Personal take: I believe in the global oil shortage story. Global exposure. Love it.

Full article is at:


http://money.cnn.com/galleries/2007/fortune/0712/gallery.investorsguide_stocks.fortune/

Foreign Stocks
1) Mobile Telesystems (MBT)
Worldwide mobile-phone adoption reached a remarkable milestone in November. The number of cellular subscriptions hit 3.3 billion, equal to half the world's population, according to research firm Informa Telecoms & Media. That's a sign of just how quickly mobile technology has spread over the past two decades, but it also indicates that the global wireless-phone market has room to expand. As people in developed and developing countries alike become more affluent, companies such as América Móvil, China Mobile, and Turkey's Turkcell Iletisim Hizmetleri have opportunities for continued growth. At the same time, even in areas where the cellphone market is mature, customers are using more voice and data services, both of which add to their bills and translate to higher revenue for providers. For those reasons, CGM Funds manager Ken Heebner, whose Focus fund is among our top choices for 2008, has loaded up on shares of a couple of Russian firms: Vimpel Communications and Mobile TeleSystems, or MTS. Since mobile-phone penetration in Russia is already over 100%, meaning that many in the country have multiple lines, both Vimpel Communications and MTS are expanding into neighboring states, such as Belarus, Ukraine, and Uzbekistan. MTS, for example, added about 3.3 million customers in the third quarter, 1.6 million of them outside Russia. "Each of the markets is smaller, but collectively they provide a lot of growth potential," Heebner says. In all, MTS, majority-owned by Russian conglomerate AFK Sistema, has 79 million subscribers. (AT&T Wireless, by comparison, has 62 million.) The ADR shares have soared 80% in 2007. Still, with 60% earnings growth in 2007 and a P/E of 15 based on estimated 2008 earnings - lower than Vimpel Communications' 18 - the stock still sounds like a good call.

Personal take: I love the story of expending business in the region.
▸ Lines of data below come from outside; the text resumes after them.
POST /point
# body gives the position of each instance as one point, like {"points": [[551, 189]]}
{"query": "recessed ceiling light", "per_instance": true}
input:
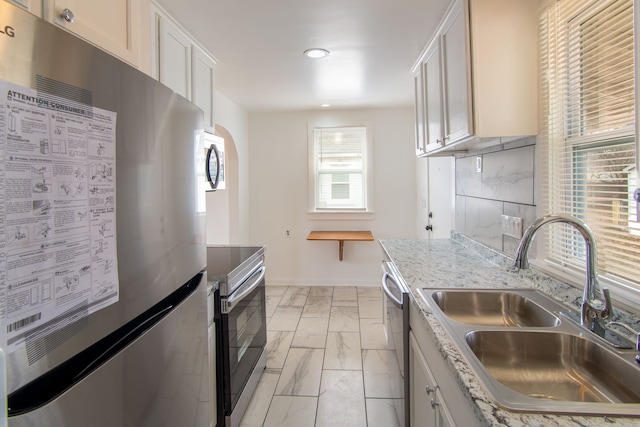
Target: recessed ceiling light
{"points": [[316, 53]]}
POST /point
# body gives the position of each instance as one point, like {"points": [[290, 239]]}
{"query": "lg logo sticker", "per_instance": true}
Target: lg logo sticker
{"points": [[8, 31]]}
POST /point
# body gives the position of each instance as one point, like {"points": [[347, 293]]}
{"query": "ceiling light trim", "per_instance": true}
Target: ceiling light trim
{"points": [[316, 53]]}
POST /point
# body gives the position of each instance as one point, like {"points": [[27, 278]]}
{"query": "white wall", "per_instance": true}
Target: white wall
{"points": [[235, 120], [278, 196]]}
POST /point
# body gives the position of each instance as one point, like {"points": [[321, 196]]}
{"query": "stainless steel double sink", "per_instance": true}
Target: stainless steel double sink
{"points": [[531, 357]]}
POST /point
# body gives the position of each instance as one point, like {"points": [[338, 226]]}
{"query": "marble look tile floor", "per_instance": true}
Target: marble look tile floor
{"points": [[328, 362]]}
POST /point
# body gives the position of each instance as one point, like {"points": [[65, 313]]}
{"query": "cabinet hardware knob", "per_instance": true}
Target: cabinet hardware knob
{"points": [[67, 15]]}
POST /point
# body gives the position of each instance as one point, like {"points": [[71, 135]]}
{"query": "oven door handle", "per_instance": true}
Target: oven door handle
{"points": [[386, 276], [249, 285]]}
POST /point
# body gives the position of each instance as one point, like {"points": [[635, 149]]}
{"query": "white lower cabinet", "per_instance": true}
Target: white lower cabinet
{"points": [[433, 387], [428, 407]]}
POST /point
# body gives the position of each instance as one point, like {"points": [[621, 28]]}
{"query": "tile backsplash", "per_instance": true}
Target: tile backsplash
{"points": [[504, 186]]}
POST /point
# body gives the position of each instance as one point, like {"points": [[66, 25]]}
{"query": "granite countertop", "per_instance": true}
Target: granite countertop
{"points": [[461, 263]]}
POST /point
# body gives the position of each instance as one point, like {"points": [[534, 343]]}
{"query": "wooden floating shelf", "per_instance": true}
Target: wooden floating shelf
{"points": [[341, 236]]}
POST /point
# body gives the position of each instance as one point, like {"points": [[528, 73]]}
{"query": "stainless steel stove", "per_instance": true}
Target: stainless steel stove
{"points": [[237, 277]]}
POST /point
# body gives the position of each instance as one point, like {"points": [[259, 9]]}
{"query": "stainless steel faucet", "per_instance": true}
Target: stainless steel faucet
{"points": [[593, 308]]}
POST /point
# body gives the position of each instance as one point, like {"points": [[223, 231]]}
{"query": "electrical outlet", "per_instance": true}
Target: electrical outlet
{"points": [[512, 226]]}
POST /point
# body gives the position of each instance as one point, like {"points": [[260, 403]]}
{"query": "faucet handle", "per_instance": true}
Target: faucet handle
{"points": [[607, 312]]}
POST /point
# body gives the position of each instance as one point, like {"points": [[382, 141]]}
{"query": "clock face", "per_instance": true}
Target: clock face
{"points": [[213, 166]]}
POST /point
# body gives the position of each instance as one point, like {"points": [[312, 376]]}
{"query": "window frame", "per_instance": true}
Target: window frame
{"points": [[313, 173], [576, 147]]}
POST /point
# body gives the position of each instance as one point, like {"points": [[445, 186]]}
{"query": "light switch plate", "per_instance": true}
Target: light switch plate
{"points": [[512, 226], [479, 164]]}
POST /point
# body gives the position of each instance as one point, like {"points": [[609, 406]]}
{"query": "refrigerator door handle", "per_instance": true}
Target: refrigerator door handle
{"points": [[249, 285], [56, 381]]}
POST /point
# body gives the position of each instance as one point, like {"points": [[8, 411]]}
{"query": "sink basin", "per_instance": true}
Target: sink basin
{"points": [[556, 366], [532, 358], [493, 308]]}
Global play.

2) Potash Corp. of Saskatchewan (POT)
Fertilizer has really been a growth business of late (forgive us). As prosperity spreads across the planet, swelling the ranks of the middle class, agricultural needs are growing too. At the same time, higher energy prices have increased global demand for ethanol, raising corn prices. What's more, as developing countries like China convert more land to industrial use, the acreage left for agriculture is shrinking. All that points to a bull market for fertilizing nutrients. Canadian producer Potash Corp. of Saskatchewan stands to benefit long-term. "They will continue to see an expanding market globally as the need to feed the world's population grows," says James Gendelman of Marsico Capital Management, who also manages the Harbor International Growth fund. The stock has steadily climbed higher, roughly doubling in the past six months. But analysts expect the company's earnings to soar more than 50% next year. And with inventories low, prices, which have already run up, could climb even further. "Potash pricing can conceivably continue to go up 25% or 30% over the next couple of years," says Gendelman - fertile territory indeed.

Personal take: I believe the agriculture play is here to stay in 2008. Very compelling story and love the earning story. If the oil price remains high, the ethanol price should be high; thus, corn prices. Global play. Biggest fertilizer producer - Love the monopoly.